Forest fire season winding down in B.C.

Campfires are allowed in most areas as the Labour Day weekend approaches, most evacuation alerts lifted

Paulson Pass fire northeast of Christina Lake. Evacuation alerts were lifted Monday for Grand Forks and Christina Lake

Paulson Pass fire northeast of Christina Lake. Evacuation alerts were lifted Monday for Grand Forks and Christina Lake

Campfire bans have been lifted for most of B.C. heading into the Labour Day weekend, and rain in most areas of the province has helped crews make progress on most of the 176 fires burning in B.C. as of Monday.

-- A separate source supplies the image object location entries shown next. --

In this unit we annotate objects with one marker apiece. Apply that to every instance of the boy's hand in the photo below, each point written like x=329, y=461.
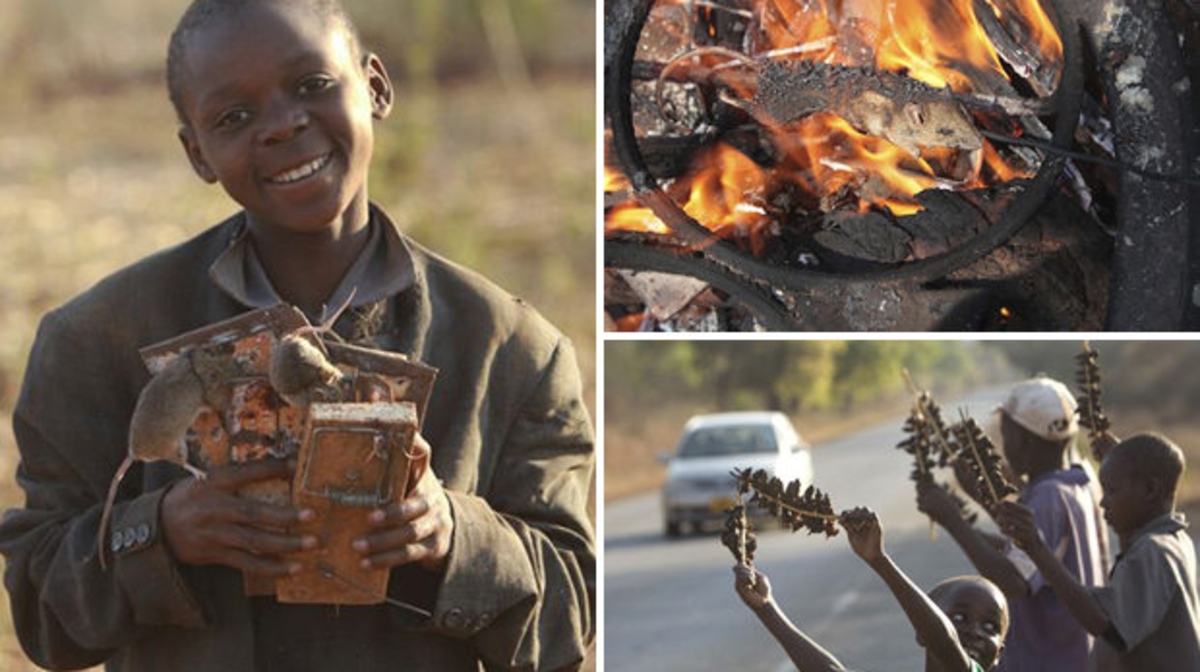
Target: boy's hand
x=751, y=586
x=414, y=531
x=1017, y=522
x=864, y=533
x=967, y=481
x=207, y=522
x=936, y=503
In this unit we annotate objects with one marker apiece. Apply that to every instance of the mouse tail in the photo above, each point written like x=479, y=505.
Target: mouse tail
x=105, y=517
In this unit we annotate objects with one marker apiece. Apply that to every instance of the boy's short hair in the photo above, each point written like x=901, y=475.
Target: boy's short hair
x=937, y=592
x=1044, y=407
x=1151, y=455
x=201, y=12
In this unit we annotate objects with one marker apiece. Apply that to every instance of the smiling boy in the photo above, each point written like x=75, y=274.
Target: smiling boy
x=276, y=101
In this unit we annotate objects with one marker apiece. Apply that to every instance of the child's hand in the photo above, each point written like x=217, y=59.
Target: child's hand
x=205, y=522
x=751, y=586
x=414, y=531
x=936, y=503
x=864, y=533
x=1017, y=522
x=967, y=481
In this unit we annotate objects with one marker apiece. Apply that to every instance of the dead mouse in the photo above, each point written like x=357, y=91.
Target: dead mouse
x=166, y=408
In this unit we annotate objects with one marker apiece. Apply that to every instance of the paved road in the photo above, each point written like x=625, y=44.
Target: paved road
x=670, y=604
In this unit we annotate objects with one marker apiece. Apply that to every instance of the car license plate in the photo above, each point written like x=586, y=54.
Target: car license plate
x=720, y=504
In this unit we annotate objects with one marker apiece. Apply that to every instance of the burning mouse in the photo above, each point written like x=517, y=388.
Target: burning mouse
x=905, y=112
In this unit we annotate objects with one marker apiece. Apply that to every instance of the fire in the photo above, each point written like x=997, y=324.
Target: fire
x=721, y=193
x=942, y=43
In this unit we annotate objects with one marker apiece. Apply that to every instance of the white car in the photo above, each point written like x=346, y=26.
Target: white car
x=700, y=487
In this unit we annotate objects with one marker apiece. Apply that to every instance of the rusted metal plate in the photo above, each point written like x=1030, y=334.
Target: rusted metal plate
x=245, y=419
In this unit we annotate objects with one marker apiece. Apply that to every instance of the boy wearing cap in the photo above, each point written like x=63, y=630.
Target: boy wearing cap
x=1147, y=619
x=1038, y=426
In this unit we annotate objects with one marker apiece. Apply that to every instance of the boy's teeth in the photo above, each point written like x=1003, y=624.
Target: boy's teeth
x=301, y=172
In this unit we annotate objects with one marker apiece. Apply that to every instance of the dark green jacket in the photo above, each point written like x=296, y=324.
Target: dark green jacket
x=511, y=442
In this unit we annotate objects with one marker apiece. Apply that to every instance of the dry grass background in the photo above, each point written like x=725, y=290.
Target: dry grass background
x=495, y=172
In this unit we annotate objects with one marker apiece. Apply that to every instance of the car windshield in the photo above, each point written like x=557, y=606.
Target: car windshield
x=731, y=439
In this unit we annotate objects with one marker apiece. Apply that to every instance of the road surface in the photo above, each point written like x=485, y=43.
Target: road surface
x=670, y=604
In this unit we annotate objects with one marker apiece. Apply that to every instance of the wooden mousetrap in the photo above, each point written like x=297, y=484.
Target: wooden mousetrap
x=355, y=457
x=379, y=401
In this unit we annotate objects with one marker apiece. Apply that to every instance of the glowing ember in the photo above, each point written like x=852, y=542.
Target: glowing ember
x=840, y=163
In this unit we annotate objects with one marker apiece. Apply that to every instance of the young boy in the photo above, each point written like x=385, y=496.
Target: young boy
x=960, y=624
x=276, y=102
x=1038, y=426
x=1147, y=619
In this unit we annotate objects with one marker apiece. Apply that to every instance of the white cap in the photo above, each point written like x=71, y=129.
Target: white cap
x=1044, y=407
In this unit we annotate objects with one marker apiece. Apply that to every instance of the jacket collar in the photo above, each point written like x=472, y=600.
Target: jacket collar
x=383, y=269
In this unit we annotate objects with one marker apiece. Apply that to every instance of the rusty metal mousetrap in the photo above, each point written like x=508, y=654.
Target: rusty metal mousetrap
x=353, y=447
x=355, y=457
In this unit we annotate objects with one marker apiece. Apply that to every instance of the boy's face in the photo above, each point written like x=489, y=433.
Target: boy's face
x=279, y=109
x=979, y=618
x=1129, y=502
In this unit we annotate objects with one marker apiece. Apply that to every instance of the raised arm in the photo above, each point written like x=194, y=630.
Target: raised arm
x=987, y=558
x=934, y=628
x=1017, y=521
x=807, y=655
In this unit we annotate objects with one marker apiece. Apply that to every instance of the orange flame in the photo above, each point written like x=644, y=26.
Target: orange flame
x=725, y=192
x=939, y=42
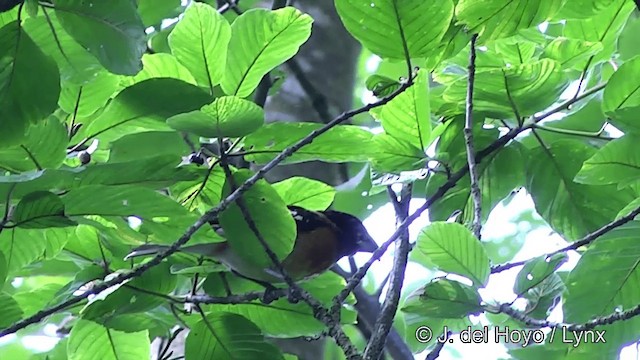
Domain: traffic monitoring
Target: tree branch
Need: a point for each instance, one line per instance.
(204, 219)
(384, 321)
(468, 137)
(588, 239)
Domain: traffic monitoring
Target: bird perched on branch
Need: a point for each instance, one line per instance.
(323, 238)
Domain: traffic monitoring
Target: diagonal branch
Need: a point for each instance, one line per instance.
(204, 219)
(376, 343)
(468, 137)
(575, 245)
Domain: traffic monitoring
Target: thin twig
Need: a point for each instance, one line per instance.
(376, 343)
(468, 137)
(588, 239)
(598, 321)
(440, 343)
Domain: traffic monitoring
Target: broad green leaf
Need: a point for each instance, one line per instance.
(537, 270)
(227, 336)
(29, 84)
(581, 9)
(618, 163)
(120, 201)
(621, 90)
(145, 105)
(544, 296)
(111, 31)
(571, 209)
(76, 64)
(41, 209)
(199, 41)
(271, 217)
(443, 298)
(153, 12)
(44, 147)
(227, 116)
(381, 85)
(3, 270)
(307, 193)
(89, 340)
(340, 144)
(11, 311)
(407, 116)
(260, 41)
(137, 146)
(394, 155)
(533, 87)
(604, 27)
(159, 65)
(495, 19)
(387, 27)
(83, 100)
(571, 53)
(133, 297)
(452, 248)
(24, 246)
(605, 281)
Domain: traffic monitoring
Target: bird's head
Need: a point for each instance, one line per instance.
(353, 237)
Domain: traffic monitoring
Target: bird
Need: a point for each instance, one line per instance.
(322, 238)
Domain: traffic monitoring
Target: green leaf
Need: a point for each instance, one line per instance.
(544, 296)
(407, 116)
(537, 270)
(621, 91)
(307, 193)
(580, 9)
(342, 143)
(571, 53)
(120, 201)
(41, 209)
(386, 26)
(76, 64)
(3, 270)
(227, 116)
(533, 87)
(571, 209)
(271, 217)
(29, 84)
(84, 100)
(381, 85)
(604, 27)
(443, 298)
(199, 41)
(138, 146)
(111, 31)
(159, 65)
(153, 12)
(11, 311)
(89, 340)
(44, 147)
(618, 163)
(260, 41)
(227, 336)
(24, 246)
(394, 155)
(453, 248)
(145, 105)
(605, 281)
(133, 297)
(495, 19)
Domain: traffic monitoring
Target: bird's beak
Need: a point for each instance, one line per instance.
(367, 244)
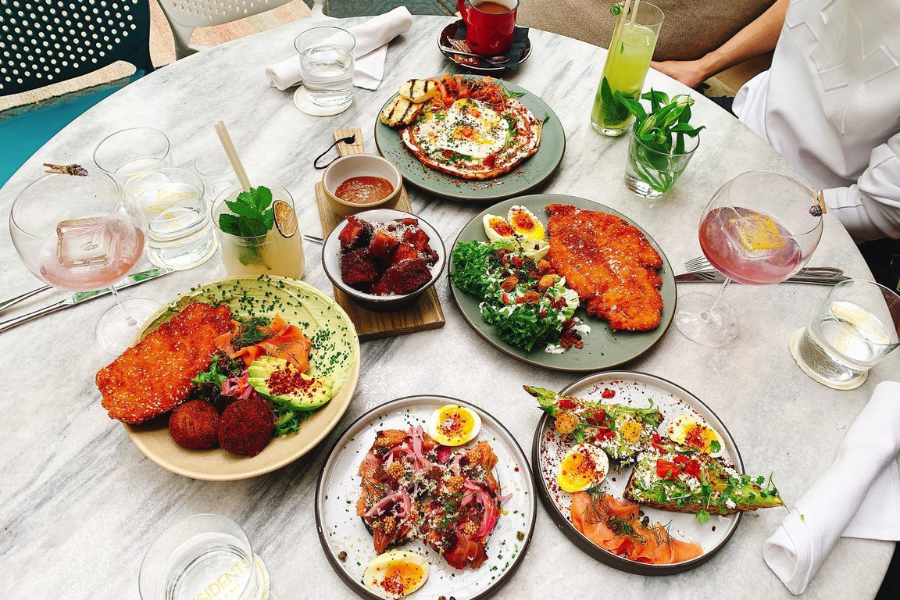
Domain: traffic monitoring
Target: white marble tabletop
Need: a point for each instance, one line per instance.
(79, 503)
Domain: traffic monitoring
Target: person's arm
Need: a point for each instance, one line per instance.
(757, 38)
(870, 209)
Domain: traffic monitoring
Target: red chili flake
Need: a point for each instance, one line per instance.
(666, 469)
(566, 403)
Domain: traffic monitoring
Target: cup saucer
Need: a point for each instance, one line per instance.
(474, 64)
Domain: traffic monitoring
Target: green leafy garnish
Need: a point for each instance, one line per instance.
(659, 158)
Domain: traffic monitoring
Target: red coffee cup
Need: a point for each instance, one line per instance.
(490, 24)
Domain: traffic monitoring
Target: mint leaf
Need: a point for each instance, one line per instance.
(251, 213)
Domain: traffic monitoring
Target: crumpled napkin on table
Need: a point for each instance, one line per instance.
(372, 39)
(858, 496)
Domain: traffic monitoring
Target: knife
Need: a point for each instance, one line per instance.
(79, 297)
(716, 277)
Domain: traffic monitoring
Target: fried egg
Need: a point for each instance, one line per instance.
(469, 128)
(453, 425)
(583, 465)
(497, 228)
(525, 224)
(395, 574)
(692, 432)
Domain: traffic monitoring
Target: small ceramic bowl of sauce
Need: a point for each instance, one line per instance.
(361, 182)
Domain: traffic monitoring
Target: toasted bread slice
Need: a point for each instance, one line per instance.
(400, 112)
(152, 378)
(677, 479)
(418, 90)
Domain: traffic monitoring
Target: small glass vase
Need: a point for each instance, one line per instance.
(650, 173)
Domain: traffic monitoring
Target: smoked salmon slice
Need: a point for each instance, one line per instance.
(614, 525)
(283, 341)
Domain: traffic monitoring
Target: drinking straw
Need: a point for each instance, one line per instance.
(637, 4)
(233, 158)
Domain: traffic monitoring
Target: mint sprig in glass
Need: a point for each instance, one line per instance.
(662, 143)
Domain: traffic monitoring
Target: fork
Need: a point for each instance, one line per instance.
(702, 264)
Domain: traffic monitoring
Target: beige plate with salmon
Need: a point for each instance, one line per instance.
(319, 313)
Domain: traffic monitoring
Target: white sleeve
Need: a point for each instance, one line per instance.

Campfire bans are lifted in the Kamloops and Southeast fire centres, although restrictions continue on use of burn barrels and fireworks. No fire bans remain across northern B.C., and the only remaining campfire ban is in the Cariboo fire centre for areas west of the Fraser River.

Kevin Skrepnek, chief information officer for the B.C. Wildfire Service, cautioned that areas of high and extreme fire danger remain in the Chilcotin, South Thompson River valley and the southern part of the Prince George fire centre. But continued cool weather and showers this week offer some relief for communities and firefighters.

“Just about all our major fires took at least a little bit of rain over the weekend, and this has certainly made some significant progress,” Skrepnek said.

Some of the most threatening fires have eased. Evacuation orders for the Testalinden Creek fire near Oliver were downgraded to alerts Monday, and alerts were lifted for Grand Forks and Christina Lake as B.C. and U.S. crews made progress on the Stickpin fire burning near the border in Washington.

The Regional District of Kootenay Boundary lifted evacuation alerts Monday for the Rock Creek fire, which previously damaged or destroyed 30 homes.

The B.C. Wildfire Service responded to seven new fires over the weekend, some suspected to be human caused.

Total cost and damage for the 2015 forest fire season continues to track at a similar pace as last year, with 296,000 hectares burned and $255 million spent as of Monday. That’s above the 10-year average for B.C. fires, but lower than the worst seasons in recent years, in 2003 and 2009.